Bicycles Asked on April 15, 2021

If the BB shell’s drive-side and NDS threads are aligned on the same axis, can the cartridge be backed out of the drive side while the NDS cup is still in place in the shell?

Edit: When I tried to do this as an experiment the cartridge got pulled away from the NDS bearing, so that the drive-side spindle got shorter:

enter image description here

2 Answers

Yes. I've never seen a NDS side piece that locks into the cartridge.


I think you're seeing the cartridge as one part - looking something like this:

enter image description here

But remember its in TWO pieces - the main body that threads in from the drive side, and a much smaller supporting ring with a slight taper on the inside to support the Non-drive side.

Parktool website

The pictured unit should unscrew out the drive side once you remove the crank and spider and chainrings. In an extreme case you might be able to reach around with sliding pliers and slowly back the whole thing out, but that would be no fun at all.

Upshot

  • There are no two threads that have to align.
  • Even if they did, ones a left hand thread and the other's a right hand thread in 99% of bottom brackets (french and italian BB threadings are weird)
  • The NDS spacer generally has a lip that would stop it threading in too far, there's no good way to wind that all the way through the BB
  • And most threaded BB shells are slightly smaller in-between the threads, because that's the metal into which the threads were cut. That is, the crest of the threads is no-higher than the metal from which it was cut.
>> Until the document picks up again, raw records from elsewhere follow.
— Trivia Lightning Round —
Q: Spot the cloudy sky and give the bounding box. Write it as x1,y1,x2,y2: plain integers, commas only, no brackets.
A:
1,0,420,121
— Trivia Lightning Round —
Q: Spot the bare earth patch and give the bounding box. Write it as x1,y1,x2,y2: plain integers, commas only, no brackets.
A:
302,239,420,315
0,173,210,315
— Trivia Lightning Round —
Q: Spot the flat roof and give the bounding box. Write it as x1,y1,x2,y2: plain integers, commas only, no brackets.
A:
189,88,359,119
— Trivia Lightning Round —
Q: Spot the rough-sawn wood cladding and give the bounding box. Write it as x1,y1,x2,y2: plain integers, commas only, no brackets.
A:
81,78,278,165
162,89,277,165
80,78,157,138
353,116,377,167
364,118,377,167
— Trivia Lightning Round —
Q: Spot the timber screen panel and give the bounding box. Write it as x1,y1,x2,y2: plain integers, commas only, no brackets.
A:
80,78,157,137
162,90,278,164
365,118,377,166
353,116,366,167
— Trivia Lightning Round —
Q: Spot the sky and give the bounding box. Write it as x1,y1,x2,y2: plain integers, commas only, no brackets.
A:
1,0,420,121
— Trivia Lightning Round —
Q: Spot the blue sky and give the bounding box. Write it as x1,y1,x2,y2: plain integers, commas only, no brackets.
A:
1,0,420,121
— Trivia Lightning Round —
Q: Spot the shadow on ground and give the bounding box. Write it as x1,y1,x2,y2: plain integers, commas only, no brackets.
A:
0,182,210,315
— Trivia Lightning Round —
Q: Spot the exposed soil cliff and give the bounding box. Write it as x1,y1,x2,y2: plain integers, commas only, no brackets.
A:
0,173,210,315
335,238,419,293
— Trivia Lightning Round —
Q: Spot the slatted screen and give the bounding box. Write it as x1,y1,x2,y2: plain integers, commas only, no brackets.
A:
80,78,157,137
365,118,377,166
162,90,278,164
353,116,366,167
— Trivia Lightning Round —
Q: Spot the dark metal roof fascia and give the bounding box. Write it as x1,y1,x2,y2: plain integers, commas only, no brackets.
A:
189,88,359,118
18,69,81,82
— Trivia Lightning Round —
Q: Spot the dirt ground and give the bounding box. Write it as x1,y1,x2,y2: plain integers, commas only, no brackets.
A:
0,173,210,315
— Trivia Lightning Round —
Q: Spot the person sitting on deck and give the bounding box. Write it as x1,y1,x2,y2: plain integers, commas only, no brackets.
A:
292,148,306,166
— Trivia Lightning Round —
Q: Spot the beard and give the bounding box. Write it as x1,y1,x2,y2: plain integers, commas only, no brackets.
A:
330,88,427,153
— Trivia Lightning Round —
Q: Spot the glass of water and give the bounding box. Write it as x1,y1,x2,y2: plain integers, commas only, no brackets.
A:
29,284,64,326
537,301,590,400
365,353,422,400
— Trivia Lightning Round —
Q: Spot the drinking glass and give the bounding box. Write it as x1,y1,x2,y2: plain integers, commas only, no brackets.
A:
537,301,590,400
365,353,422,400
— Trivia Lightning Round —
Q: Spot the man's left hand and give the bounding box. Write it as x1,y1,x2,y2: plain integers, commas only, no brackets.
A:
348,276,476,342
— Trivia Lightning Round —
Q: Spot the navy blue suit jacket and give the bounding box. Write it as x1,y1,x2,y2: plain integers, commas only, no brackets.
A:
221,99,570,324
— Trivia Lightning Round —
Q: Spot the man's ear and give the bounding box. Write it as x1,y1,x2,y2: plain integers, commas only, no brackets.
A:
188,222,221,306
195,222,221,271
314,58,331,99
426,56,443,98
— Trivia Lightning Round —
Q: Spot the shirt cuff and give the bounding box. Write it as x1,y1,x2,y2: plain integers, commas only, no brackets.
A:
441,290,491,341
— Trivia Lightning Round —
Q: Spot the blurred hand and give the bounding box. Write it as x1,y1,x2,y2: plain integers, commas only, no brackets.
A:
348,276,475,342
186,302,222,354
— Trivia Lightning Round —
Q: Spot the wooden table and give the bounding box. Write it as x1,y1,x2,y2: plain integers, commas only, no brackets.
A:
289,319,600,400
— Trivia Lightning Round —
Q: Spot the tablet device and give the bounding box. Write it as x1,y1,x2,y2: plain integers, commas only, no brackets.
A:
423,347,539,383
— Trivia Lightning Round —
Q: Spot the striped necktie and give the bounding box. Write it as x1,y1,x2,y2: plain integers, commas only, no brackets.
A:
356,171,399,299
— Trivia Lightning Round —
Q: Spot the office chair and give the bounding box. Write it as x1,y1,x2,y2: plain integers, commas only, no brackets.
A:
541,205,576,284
Answered by Criggie on April 15, 2021

Most cartridge BBs have a shoulder on the drive side, which is also the side that's integral to the bearings and spindle, plus a non-shouldered left cup. Some are the opposite, and some have no shoulders. Some have two similar cups, one of which may or may not be shouldered, and then the bearing and spindle unit is a third piece.

Drive vs non-drive side is unimportant to the question you're asking. Shouldered vs non-shouldered is though. What's important is that when you're done, it's all properly torqued against each other. If there's a shouldered side, that needs to be torqued against the frame, and the non-shouldered side needs to be torqued against the main BB unit.
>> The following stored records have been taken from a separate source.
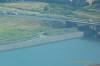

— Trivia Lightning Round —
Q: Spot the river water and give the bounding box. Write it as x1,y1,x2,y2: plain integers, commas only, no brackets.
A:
0,38,100,66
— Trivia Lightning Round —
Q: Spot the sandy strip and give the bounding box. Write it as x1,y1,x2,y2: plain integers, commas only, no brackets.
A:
0,31,83,51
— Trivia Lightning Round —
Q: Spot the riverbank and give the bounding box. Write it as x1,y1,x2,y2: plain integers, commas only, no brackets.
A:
0,31,83,51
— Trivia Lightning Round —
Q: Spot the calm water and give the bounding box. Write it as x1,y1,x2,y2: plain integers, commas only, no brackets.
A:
0,38,100,66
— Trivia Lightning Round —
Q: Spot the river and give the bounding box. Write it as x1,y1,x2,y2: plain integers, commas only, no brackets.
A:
0,38,100,66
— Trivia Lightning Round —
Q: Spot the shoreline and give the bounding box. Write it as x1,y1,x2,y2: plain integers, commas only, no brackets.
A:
0,31,83,51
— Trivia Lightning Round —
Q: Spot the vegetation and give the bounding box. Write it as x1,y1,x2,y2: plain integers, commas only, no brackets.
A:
0,1,99,20
73,1,100,20
0,15,78,43
0,2,72,17
0,0,100,43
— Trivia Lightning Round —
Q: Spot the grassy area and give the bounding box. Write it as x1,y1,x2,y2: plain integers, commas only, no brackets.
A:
0,2,72,17
0,2,100,20
0,2,99,43
73,4,100,20
0,15,78,43
0,2,48,14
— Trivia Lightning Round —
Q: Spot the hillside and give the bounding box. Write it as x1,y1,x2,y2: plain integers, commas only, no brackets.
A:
0,2,73,17
0,0,100,20
0,0,100,43
73,1,100,20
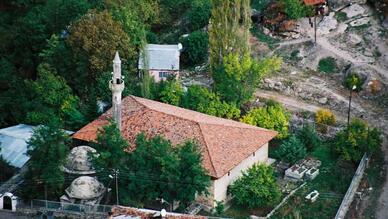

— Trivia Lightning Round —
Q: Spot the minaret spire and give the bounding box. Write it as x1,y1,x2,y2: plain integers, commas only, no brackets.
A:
109,51,124,131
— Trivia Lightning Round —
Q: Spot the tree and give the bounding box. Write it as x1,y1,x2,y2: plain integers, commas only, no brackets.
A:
186,0,212,31
159,79,184,106
92,121,130,185
276,135,307,163
0,144,16,183
344,74,364,91
22,124,69,199
181,85,240,119
333,119,382,163
209,0,251,71
315,109,336,133
296,124,321,152
181,31,209,66
282,0,313,19
66,10,135,84
229,163,281,209
25,63,84,129
241,103,290,139
122,133,210,206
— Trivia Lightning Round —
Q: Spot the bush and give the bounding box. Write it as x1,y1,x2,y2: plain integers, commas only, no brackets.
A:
296,124,321,152
251,0,270,11
315,109,336,133
241,103,290,139
282,0,314,19
230,163,281,209
318,57,337,73
276,135,307,163
344,74,364,91
186,0,211,31
181,85,240,119
181,31,209,66
159,79,184,106
333,119,382,162
335,12,348,22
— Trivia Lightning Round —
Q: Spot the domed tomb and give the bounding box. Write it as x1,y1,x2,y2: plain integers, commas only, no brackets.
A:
63,145,97,175
60,176,106,205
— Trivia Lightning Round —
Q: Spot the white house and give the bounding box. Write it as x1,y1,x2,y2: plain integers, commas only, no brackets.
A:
138,44,183,82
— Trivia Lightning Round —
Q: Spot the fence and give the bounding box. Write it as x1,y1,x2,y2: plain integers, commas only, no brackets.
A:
334,153,369,219
17,199,112,215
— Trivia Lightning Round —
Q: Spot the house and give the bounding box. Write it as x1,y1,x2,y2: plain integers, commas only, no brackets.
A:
138,44,183,82
73,53,277,208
If what you're asking is if on a common BB with a shoulder on the drive side and the bearings and spindle integral to that piece, and an unshouldered left cup, whether you can leave the left cup untouched when you take the the main unit out, no, that's not really ideal. Unscrewing the drive side in that situation can easily rotate the NDS side out a little, such that when you reinstall the DS, proper contact with the NDS cup isn't made. Or, if it doesn't move at all, the ways things settle could cause you to be torqueing the BB against the left cup and not the shoulder against the shell. The better practice would be take out the DS, unscrew the NDS a turn, torque the DS back into the frame, then torque the NDS down properly against the DS.